Cleveland cut the deficit in half in the top of the fourth when Joe Gordon singled to left field to start the frame. Doby grounded to second, forcing Gordon out at the bag, and Eddie Robinson popped out to first base before Jim Hegan tripled off the center field wall. As Hegan chugged in to third base, Doby raced home and cut the score to 2-1, Boston.
Boston took that run right back in the bottom half of the inning when the Indians again made a fundamental mishap. Vern Stephens started the inning with a double off the wall in left field. Doerr hit a chopper up the first base line that Bearden fielded and threw to first, but allowed Stephens to advance to third base. Stan Spence then grounded to first base and Robinson could have held the runner at third, but he took his eye off the ball. When he did, it scooted past him into right field for a hit and Stephens trotted home to make it 3-1.
The Tribe continued to battle back against the Boston portsider, Parnell. In the sixth, Doby doubled to left field and advanced to third on Robinson’s grounder to the right side. When he reached third base, Doby bluffed as if he was going to steal home. It rattled Parnell enough for him to throw wild and allow Doby to race home, cutting it to 3-2.
Cleveland finally dug out of their self-inflicted hole in the eighth inning. Keltner doubled off the left field wall, just missing a homer by a couple feet to start the inning. After Gordon popped out to second base and Doby struck out, Bob Kennedy pinch-hit for Robinson and doubled to left, scoring Keltner.
But Bearden couldn’t hold the score. With one out Pesky bunted up the third base line for a base hit and Ted Williams singled him to third with a line drive single to right field. Stephens, the hero in the first game of the series, popped out to Lou Boudreau at shortstop for the second out. However, Doerr pulled a three-run homer down the left field line to give Boston a 6-3 lead. His 24th home run put the Red Sox in control.
Spence and Billy Goodman each singled, ending Bearden’s night, but Russ Christopher came on and gave up a triple to center field to Tebbetts, pushing both base runners across the plate and giving Boston an 8-3 lead. Christopher has struggled mightily lately in relief opportunities.
Parnell worked around an unearned run in the top of the ninth from the Tribe to earn the complete game victory. With two out, Boudreau reached safely on an error by Pesky and scampered home on a double to right field by Keltner. Gordon ended the game with a liner into Williams’ glove in left field.
Parnell (10-6) earns the win, allowing four runs – but just two earned – while scattering ten hits, three walks and striking out two. Bearden (12-5) suffers the loss, giving up just eight hits, but was responsible for all eight runs – just seven earned – with five walks and two strikeouts.
It was the smallest crowd of the series, just 20,322 in a sweltering heat. For Cleveland, it was their sixth loss in eleven games at Fenway Park this season and eleventh loss in 21 games between the two teams.
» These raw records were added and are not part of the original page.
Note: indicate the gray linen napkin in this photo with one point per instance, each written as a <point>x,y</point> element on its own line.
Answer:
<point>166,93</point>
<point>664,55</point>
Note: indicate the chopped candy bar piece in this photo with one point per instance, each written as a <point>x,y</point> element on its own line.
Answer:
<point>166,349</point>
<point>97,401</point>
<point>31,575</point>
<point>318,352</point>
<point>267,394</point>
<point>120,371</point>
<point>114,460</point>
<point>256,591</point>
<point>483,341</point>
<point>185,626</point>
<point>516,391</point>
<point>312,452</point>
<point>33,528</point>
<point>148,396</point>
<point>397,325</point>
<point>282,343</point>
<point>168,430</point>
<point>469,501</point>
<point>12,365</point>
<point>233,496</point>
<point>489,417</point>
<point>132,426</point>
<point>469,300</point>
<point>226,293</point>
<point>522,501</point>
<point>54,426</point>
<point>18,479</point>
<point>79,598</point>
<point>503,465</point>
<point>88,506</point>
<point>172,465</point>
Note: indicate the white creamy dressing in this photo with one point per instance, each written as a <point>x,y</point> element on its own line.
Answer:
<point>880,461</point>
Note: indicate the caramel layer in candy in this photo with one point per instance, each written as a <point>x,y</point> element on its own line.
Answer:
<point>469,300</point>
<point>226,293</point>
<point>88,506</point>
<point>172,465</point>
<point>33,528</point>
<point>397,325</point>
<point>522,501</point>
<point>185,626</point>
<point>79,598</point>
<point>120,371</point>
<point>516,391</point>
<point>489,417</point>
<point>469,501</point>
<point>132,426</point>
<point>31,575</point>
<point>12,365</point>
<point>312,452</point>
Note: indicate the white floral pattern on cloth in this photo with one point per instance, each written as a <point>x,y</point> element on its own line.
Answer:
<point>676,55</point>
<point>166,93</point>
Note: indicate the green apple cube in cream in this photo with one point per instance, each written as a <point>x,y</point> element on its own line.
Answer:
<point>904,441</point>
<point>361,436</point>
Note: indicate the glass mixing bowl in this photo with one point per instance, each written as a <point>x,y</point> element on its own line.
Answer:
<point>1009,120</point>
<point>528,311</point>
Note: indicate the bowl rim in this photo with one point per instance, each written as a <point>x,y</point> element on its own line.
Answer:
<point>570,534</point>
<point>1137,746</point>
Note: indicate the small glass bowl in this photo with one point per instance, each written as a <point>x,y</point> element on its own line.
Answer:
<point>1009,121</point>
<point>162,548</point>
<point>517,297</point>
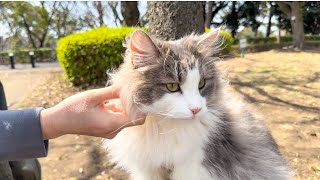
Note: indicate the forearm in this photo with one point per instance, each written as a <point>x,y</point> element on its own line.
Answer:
<point>21,135</point>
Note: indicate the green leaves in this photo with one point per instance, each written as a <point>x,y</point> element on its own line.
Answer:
<point>87,56</point>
They have just one matchup remaining in Cleveland on September 22.
Just a half game back and with 36 games left on the schedule, Cleveland need not panic but they should have a sense of urgency in the next three games in New York. Boudreau’s boys lead the Yankees by just a half game and falling behind both teams would make chasing down the pennant all that much harder.
Cleveland will have to take two of three in New York over the next two days to keep their place at second in the standings. Tomorrow, the Indians will send Bob Feller (12-14, 4.49) to the mound against the Yankees’ Vic Raschi (17-5, 3.37) in the first game of a doubleheader. Raschi is having the best year of his career while Feller is possibly having his worst. In the second game of the twin bill, former Indian Allie Reynolds (13-6, 3.81) will battle for the Yankees against Steve Gromek (7-2, 2.88).